Na literatura podemos encontrar varias associações entre consumo de álcool e o risco de infeção pelo VIH/SIDA. Alguns estudos (Santos, et al., 2013; Patrick, O’Malley, Johnston, Terry-McElrath, & Schulenberg, 2012), comprovam esta associação de acordo com as quantidades de álcool ingeridas, ou seja, referem que o consumo nocivo aumenta o risco de infeção pelo VIH/SIDA. Outros usam a variável tempo para determinar esta associação, referindo que o consumo de álcool antes ou durante o ato sexual, aumenta a probabilidade de falha no uso do preservativo e nesse sentido, aumenta o risco de infeção pelo VIH/SIDA (Fisher, Cook & Kapiga, 2010). Encontramos, ainda, estudos mais generalistas que concluem que o consumo de álcool está associado a uma maior probabilidade de ocorrência de múltiplos parceiros, de falha no uso do preservativo e no uso dos serviços sexuais das(os) trabalhadoras(es) do sexo (Fritz, Morojele & Kalichman, 2010; Cardoso, Malbergier, Figueiredo, 2008).

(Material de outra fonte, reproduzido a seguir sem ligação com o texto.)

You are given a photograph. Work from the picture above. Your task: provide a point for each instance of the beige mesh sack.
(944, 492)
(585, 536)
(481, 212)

É possível que os obstáculos ao consenso sobre a influencia do álcool nos comportamentos de risco tenham limitado a ação, tanto ao nível da prevenção, como da intervenção com a população consumidora de álcool, e especificamente com as pessoas com PLA. No entanto, a relação existe por mais complexa e indireta que possa ser, e parece-nos que não deve ficar esquecida.